There's more than this!   What can you come up with???

 

What about our kids and their kids and their kids?

An economy based on growth and the availability of cheap oil cannot be sustained indefinitely. We got to live our "look out for #1" lifestyle.  It's time we start thinking about the legacy we are providing to future generations.  Stop being selfish and treat the world with respect.  It is not a trashcan and neither are you.
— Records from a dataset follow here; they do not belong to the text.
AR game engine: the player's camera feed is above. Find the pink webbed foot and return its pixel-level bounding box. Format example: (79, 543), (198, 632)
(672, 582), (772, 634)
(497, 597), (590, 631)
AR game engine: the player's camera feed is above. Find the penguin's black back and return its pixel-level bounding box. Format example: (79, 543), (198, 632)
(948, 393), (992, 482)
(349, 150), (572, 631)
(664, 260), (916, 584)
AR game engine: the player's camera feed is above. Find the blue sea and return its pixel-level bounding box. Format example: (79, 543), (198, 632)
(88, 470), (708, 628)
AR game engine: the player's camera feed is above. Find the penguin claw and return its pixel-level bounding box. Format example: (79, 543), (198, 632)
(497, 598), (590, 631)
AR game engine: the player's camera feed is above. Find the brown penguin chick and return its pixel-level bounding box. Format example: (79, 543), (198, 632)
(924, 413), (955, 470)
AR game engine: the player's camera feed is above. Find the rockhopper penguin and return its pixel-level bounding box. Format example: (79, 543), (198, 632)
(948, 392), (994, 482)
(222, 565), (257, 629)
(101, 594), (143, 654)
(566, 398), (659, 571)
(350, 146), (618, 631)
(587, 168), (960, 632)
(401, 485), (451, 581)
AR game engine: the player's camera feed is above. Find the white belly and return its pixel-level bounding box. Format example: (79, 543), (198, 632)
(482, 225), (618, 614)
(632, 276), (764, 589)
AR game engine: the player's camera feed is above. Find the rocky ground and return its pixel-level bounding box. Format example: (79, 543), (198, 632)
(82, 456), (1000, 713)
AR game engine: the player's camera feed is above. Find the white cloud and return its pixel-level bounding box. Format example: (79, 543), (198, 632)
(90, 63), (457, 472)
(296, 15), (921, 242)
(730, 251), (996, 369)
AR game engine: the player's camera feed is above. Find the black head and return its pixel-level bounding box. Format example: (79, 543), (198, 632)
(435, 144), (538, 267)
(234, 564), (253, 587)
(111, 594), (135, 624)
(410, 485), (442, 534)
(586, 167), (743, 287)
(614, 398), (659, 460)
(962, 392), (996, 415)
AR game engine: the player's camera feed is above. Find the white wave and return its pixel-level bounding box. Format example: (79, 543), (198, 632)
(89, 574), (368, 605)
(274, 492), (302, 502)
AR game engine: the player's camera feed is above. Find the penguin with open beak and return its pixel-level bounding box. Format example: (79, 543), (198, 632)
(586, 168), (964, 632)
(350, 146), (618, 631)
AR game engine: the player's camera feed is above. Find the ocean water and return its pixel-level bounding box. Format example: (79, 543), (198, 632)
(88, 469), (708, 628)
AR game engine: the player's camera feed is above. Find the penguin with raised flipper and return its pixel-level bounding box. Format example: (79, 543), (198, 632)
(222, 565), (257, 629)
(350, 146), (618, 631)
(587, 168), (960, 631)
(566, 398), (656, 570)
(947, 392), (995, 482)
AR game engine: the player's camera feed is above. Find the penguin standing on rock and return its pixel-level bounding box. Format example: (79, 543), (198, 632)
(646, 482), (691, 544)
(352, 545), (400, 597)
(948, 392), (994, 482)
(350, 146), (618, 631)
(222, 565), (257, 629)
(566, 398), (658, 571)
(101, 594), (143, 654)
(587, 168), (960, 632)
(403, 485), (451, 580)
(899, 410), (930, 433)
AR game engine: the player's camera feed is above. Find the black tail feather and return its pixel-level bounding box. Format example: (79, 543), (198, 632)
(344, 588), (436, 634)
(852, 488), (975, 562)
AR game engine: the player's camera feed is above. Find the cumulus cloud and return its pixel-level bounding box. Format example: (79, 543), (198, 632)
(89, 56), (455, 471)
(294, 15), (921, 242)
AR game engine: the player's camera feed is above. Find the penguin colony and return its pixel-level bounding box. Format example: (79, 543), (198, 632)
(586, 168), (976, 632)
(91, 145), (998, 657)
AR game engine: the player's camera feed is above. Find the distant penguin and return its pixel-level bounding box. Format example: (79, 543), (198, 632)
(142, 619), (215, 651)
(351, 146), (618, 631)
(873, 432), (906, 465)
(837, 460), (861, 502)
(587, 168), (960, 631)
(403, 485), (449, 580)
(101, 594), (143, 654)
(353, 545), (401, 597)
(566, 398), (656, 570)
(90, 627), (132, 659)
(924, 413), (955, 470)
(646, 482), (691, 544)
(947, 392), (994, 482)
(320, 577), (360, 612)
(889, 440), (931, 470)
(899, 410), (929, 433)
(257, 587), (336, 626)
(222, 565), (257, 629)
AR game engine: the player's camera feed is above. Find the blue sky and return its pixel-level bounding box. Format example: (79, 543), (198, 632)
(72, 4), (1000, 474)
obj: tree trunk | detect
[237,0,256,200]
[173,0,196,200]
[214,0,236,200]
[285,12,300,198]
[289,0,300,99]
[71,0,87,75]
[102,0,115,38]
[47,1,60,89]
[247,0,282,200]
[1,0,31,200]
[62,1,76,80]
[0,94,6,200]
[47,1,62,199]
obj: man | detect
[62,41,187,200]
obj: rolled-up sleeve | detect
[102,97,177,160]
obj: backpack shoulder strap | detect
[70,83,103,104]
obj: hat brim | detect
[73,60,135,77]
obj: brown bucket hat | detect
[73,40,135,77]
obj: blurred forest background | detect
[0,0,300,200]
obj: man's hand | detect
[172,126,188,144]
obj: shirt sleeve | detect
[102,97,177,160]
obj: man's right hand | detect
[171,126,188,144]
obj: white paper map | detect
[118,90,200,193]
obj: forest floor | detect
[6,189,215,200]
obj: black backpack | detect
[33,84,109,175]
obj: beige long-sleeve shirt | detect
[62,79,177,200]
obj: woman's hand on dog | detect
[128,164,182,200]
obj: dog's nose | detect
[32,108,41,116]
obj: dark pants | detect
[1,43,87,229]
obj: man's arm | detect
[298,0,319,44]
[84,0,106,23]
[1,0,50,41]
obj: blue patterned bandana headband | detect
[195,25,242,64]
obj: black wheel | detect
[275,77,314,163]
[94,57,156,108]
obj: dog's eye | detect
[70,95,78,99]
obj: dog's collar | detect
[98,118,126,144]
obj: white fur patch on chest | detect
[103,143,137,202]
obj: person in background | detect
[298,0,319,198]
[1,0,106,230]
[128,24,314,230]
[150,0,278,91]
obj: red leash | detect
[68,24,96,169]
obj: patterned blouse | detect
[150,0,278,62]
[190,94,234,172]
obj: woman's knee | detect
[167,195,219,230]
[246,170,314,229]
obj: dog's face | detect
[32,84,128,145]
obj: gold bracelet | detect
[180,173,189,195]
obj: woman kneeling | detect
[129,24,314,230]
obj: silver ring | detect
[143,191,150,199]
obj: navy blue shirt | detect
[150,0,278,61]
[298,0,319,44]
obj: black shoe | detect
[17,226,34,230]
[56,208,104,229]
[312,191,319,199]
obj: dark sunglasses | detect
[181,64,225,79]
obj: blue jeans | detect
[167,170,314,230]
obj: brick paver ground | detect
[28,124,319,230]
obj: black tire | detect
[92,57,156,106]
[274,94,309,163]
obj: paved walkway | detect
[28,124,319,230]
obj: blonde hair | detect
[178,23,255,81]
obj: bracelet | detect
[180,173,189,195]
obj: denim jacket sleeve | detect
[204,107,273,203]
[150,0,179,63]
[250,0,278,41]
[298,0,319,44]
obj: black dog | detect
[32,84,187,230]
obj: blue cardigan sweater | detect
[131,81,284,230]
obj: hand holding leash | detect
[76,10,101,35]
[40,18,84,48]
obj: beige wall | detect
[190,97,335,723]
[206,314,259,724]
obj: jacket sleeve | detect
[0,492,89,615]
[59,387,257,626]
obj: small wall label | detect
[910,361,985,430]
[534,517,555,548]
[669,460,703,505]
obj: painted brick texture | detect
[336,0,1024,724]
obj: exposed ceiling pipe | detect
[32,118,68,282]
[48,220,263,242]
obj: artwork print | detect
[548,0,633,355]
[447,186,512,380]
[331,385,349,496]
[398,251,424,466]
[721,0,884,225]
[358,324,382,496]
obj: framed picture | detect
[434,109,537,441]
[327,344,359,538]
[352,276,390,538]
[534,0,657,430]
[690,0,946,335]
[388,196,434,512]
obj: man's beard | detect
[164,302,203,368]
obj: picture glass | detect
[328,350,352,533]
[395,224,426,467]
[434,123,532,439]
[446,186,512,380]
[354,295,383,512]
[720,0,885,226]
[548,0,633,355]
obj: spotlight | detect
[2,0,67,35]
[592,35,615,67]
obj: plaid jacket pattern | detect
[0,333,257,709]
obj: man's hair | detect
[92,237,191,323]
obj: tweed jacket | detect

Let's not leave garbage behind. 

Like those signs on the highway say, "Littering is unlAWFUL."


  Throw it away?  There is no away.

My husband is fanatical about recycling and has been for years.  We generate less than one bag of true trash each week.  The rest gets separated in our garage for bi-weekly trips to the recycling center.  We recycle cans, glass, newspaper, office paper, plastic, cardboard, phone books, magazines, and paper board (food and product boxes), chemicals, and batteries.  In one month, we take a pickup load for recycling.  Most households in America put that much into the landfill.  It may not sound like much until you multiply one pickup load times the millions of American families times 12 months.   If recycling needs to be more convenient for you to do it, then pressure your city government to make it easier.  Unfortunately, some people will not recycle until they are forced to do it.  In one area, I heard that the city had a limit of one bag of trash per household and they charged a fee if anyone went over the limit.  Guess what?  They generate less trash than before the law was passed.  We can do this!   Start today. 

Matter is a form of energy.  Energy cannot be destroyed, only transformed.  We have great quantities of renewable resources that are being buried in landfills where they give off greenhouse gases and leak toxicity into groundwater.   It is a waste to create waste.   By the way, the worst thing you can do is throw a dead battery in the trash!!!